How do you feel about the conversations around “having it all” and “leaning in?” Especially from the perspective of a woman who does not have or want a family?

I have enormous empathy and sympathy for working mothers, because, bloody hell, I don’t know how they do it. But I’m very public about the fact that I have never wanted to marry or have children. I’m not a relationship person, or a naturally monogamous person, and I’m very public about those things because both women and men don’t have enough role models that demonstrate it’s possible to live a life that is not the one society tells you you should -- and be extremely happy doing it. So, while I think the conversation about being able to work as a mother is enormously important, I also want people to know that there are plenty of women who have no desire to be mothers, and who are very happy to focus on their careers.

What were your family and friends' initial reactions when you decided to start MakeLoveNotPorn?

I did not tell my family what I was doing for some time, and I particularly didn’t tell my parents, but eventually I had to because there was media coverage. My sisters have teenage children so they totally get it. My parents don’t want to examine what I’m doing too closely, but they know it’s a good thing. Generally speaking, it doesn’t matter who you are, it doesn’t matter how controversial or sensitive you find the whole area of porn or sex, when you understand what I and my team are doing with MakeLoveNotPorn, nobody can disagree with it. We’ve had an almost universally positive response.

cindy gallop

How would you define success?

Success is simply being very happy with who you are and the life you’re living and the work you’re doing. That’s all.
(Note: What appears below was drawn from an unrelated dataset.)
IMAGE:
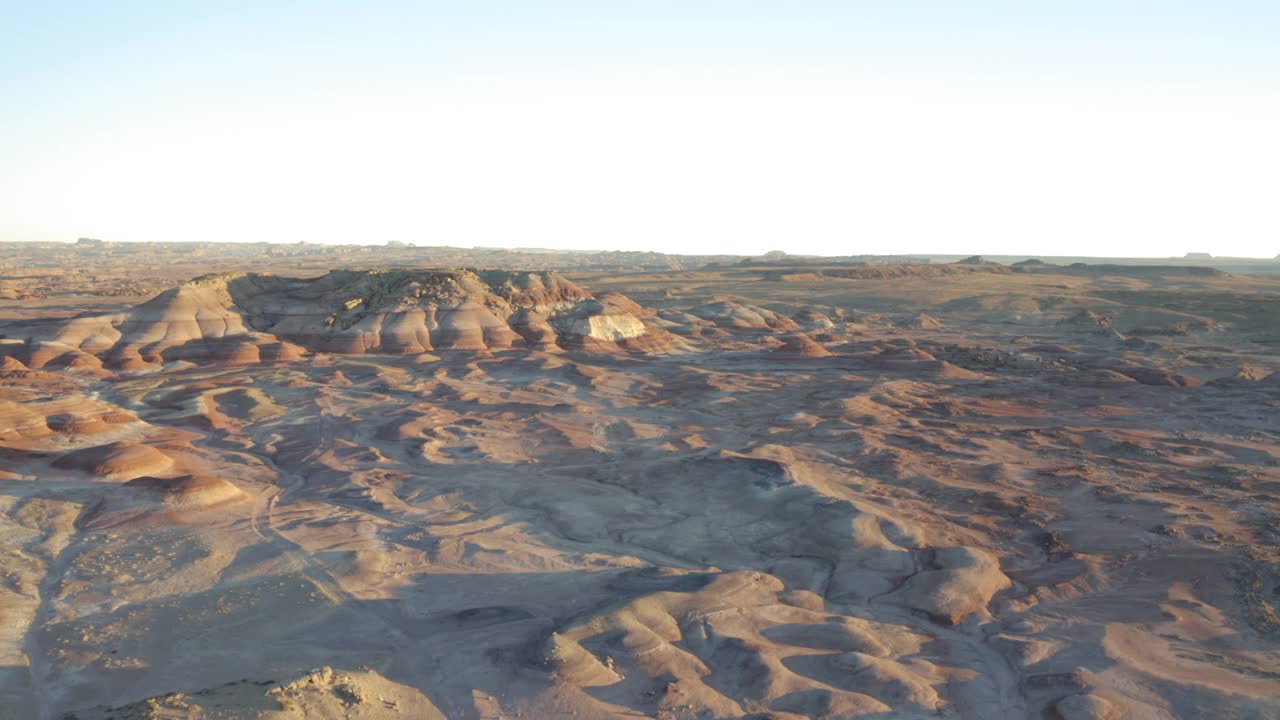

By that definition, are you successful?

Absolutely. At the same time I’m very ambitious, so I also want my two startups to be successful in terms of growing and being profitable. This applies to what I was saying earlier about business being male-centric -- our perception of business success as being "he who dies with the most toys wins." I think that the female perspective on what constitutes success is different -- one that a lot more men would be much happier subscribing to. I hesitate to define this definitively as it doesn't yet exist in the widespread way the male model does, but I would suggest that it's along the lines of, "she who dies having lived the life she wanted to live and made the most meaningful difference wins."

cindy gallop

How do you relax?

I don’t, in the conventional way. One of the things that I love about working for myself is that I’m in charge of my own schedule, and I’m in charge of my own stress. Being an entrepreneur is incredibly stressful -- I have a hashtag that I created, #StartupStress, because I decided several years ago to be very open about how stressful starting a business and being an entrepreneur is.

If you are following me on Facebook and Twitter, superficially my life looks incredibly glamorous, but trust me, it’s not. So I made a deliberate decision to be very open about the things that are difficult, and in fact I’ve had many people write to me to say how much they appreciate that.

In your experience, do you think women manage differently than men do?

Oh yes, absolutely. That’s not a universal generalization, but men and women have different strengths -- nature, nurture, whatever. Women are more likely to be empathetic to the emotional aspect of what’s going on and more attuned to details that men may not notice. Men take things less personally and are able to be more objective and detached. This is why I say the ideal workplace model is 50:50. It’s not that either side is better than the other, but the two sides working together are great.

Diversity drives innovation. Not just diversity of gender, but of race, ethnicity, sexuality. The best results come from lots of different point of views and perspectives rubbing up against each other. Constructive conflict results in all of you getting to a better place together. That's what you miss when you have a closed group of white guys talking to other white guys about white guys.

This interview has been edited and condensed.